1. **HTTP Server**: As demonstrated above, using Flask-based HTTP server for REST API access
2. **Docker Container**: Package the model and server in a Docker container for easy deployment
3. **Cloud Platforms**: Deploy to AWS SageMaker, Azure ML, or Google AI Platform
4. **TorchServe**: Use TorchServe for more advanced serving capabilities
5. **ONNX Runtime**: Deploy ONNX models with ONNX Runtime for cross-platform inference

Below is an example of how to create a Dockerfile for deploying our model server:

In [None]:
%%writefile Dockerfile
FROM python:3.8-slim

WORKDIR /app

# Install dependencies
COPY requirements.txt .
RUN pip install -r requirements.txt

# Copy model and server code
COPY exported_models /app/exported_models
COPY server.py .

# Expose port
EXPOSE 8000

# Run server
CMD ["python", "server.py"]

In [None]:
%%writefile server.py
import torch
from fused.utils.serving import ModelServer, load_model
import json
import os

def preprocess(data):
    """Convert input data to tensor format."""
    if isinstance(data, dict) and "data" in data:
        # Convert nested arrays to tensors
        if isinstance(data["data"], list):
            return torch.tensor(data["data"], dtype=torch.float32)
        return data["data"]
    return data

def postprocess(output):
    """Convert model output to JSON-serializable format."""
    result = {}
    for k, v in output.items():
        if isinstance(v, torch.Tensor):
            result[k] = v.cpu().numpy().tolist()
        else:
            result[k] = v
    return result

if __name__ == "__main__":
    # Load the model
    model_path = os.path.join("exported_models", "time_series_classifier.pt")
    
    # Create server
    server = ModelServer(model_path=model_path, device="cpu")
    
    # Configure server
    server.set_preprocessing(preprocess)
    server.set_postprocessing(postprocess)
    
    # Start server
    server.start_http_server(host="0.0.0.0", port=8000)

In [None]:
%%writefile requirements.txt
torch>=1.10.0
fused
flask>=2.0.0
numpy>=1.20.0
requests>=2.25.0

## Conclusion

In this notebook, we've demonstrated how to use the model serving utilities in the FUSED framework to export and deploy models for production use.
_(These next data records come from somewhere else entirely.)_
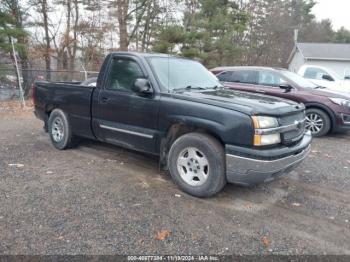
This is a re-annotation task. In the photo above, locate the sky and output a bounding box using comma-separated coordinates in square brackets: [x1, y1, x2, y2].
[312, 0, 350, 30]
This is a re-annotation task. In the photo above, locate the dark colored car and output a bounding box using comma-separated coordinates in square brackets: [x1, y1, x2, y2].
[33, 52, 311, 197]
[211, 67, 350, 137]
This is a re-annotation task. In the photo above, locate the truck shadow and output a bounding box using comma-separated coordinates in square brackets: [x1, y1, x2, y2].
[77, 139, 284, 203]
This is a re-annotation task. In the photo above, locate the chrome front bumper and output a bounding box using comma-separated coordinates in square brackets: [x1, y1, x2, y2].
[226, 133, 312, 185]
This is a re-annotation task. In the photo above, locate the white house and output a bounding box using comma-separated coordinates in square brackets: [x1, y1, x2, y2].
[288, 43, 350, 77]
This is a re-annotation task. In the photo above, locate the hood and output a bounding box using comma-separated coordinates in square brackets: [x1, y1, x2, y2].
[174, 89, 305, 116]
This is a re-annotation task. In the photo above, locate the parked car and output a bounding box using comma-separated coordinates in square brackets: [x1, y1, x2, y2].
[80, 77, 97, 86]
[33, 52, 312, 197]
[212, 67, 350, 137]
[298, 65, 350, 93]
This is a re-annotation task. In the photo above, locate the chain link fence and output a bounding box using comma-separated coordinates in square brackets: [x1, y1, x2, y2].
[0, 68, 98, 101]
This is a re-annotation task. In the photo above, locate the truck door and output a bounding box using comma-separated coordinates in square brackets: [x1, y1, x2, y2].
[92, 56, 159, 153]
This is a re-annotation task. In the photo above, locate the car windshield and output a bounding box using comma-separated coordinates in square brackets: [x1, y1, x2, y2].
[148, 57, 222, 91]
[280, 70, 319, 89]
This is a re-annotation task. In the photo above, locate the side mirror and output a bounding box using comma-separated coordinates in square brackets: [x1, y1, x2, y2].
[131, 78, 153, 95]
[322, 75, 334, 81]
[280, 83, 293, 93]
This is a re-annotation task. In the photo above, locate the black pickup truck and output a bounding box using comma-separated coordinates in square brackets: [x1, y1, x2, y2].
[33, 52, 311, 197]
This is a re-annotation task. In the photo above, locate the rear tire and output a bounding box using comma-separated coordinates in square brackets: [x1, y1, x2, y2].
[306, 108, 331, 137]
[168, 133, 226, 197]
[48, 109, 74, 150]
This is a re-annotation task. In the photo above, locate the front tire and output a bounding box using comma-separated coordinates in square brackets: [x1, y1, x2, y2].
[306, 108, 331, 137]
[48, 109, 74, 150]
[168, 133, 226, 197]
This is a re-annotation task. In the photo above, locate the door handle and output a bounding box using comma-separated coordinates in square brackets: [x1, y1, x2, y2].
[100, 97, 109, 104]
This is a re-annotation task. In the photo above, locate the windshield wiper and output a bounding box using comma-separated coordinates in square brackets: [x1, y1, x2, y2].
[185, 86, 206, 90]
[173, 85, 224, 92]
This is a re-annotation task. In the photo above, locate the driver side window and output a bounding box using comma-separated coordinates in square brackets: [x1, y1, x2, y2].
[106, 57, 144, 92]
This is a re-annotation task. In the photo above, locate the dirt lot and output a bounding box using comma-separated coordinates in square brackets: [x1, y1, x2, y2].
[0, 105, 350, 254]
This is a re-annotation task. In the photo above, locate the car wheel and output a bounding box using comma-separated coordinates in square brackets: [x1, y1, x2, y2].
[48, 109, 74, 150]
[168, 133, 226, 197]
[305, 108, 331, 137]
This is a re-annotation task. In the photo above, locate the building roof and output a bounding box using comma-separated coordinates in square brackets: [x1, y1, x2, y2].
[292, 43, 350, 61]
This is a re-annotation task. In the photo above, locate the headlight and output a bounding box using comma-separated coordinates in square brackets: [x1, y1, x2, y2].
[253, 116, 278, 129]
[254, 134, 281, 146]
[252, 116, 281, 146]
[329, 98, 350, 107]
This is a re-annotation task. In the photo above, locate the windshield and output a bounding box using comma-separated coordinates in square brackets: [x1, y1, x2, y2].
[148, 57, 222, 91]
[280, 70, 318, 88]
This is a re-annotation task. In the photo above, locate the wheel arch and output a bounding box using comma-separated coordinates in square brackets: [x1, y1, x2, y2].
[305, 103, 336, 131]
[160, 122, 225, 169]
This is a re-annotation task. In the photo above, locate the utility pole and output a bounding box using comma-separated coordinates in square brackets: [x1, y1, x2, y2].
[11, 37, 26, 108]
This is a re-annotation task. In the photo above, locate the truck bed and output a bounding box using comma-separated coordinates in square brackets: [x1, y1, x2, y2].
[35, 82, 95, 138]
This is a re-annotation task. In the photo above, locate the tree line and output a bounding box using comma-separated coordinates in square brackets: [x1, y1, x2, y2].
[0, 0, 350, 94]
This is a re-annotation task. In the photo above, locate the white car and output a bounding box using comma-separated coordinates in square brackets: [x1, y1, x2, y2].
[298, 65, 350, 93]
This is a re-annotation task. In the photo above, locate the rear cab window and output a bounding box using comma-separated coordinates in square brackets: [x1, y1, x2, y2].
[218, 70, 258, 84]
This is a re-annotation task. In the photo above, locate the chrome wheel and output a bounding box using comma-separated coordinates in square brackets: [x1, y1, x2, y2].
[305, 113, 324, 134]
[51, 117, 64, 142]
[177, 147, 209, 186]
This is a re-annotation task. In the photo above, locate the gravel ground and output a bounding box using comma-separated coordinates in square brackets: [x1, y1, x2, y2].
[0, 112, 350, 255]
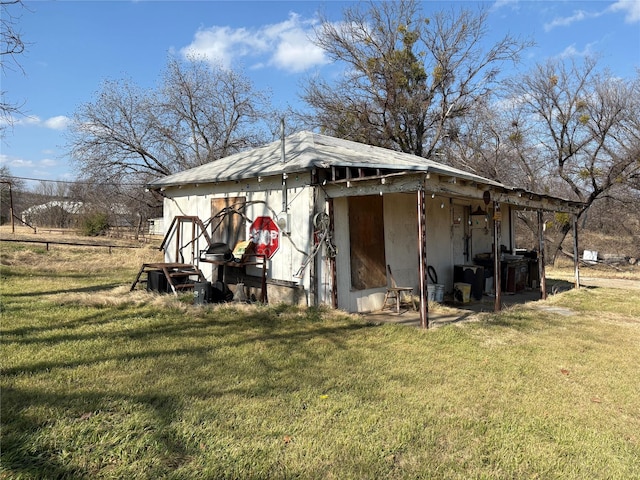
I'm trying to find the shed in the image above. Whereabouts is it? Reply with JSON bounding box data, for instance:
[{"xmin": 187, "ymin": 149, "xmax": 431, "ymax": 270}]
[{"xmin": 148, "ymin": 131, "xmax": 580, "ymax": 326}]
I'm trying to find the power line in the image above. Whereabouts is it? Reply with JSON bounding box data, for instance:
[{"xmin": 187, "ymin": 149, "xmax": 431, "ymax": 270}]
[{"xmin": 11, "ymin": 175, "xmax": 145, "ymax": 187}]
We've covered:

1. Training a simple time series classification model
2. Exporting the model in various formats (PyTorch, TorchScript, ONNX)
3. Creating a model server with HTTP API endpoints
4. Testing the server with prediction, batch prediction, and embedding API calls
5. Preparing for containerized deployment with Docker

The `ModelExporter` and `ModelServer` classes make it easy to productionize FUSED models, allowing you to move from research to deployment with minimal effort.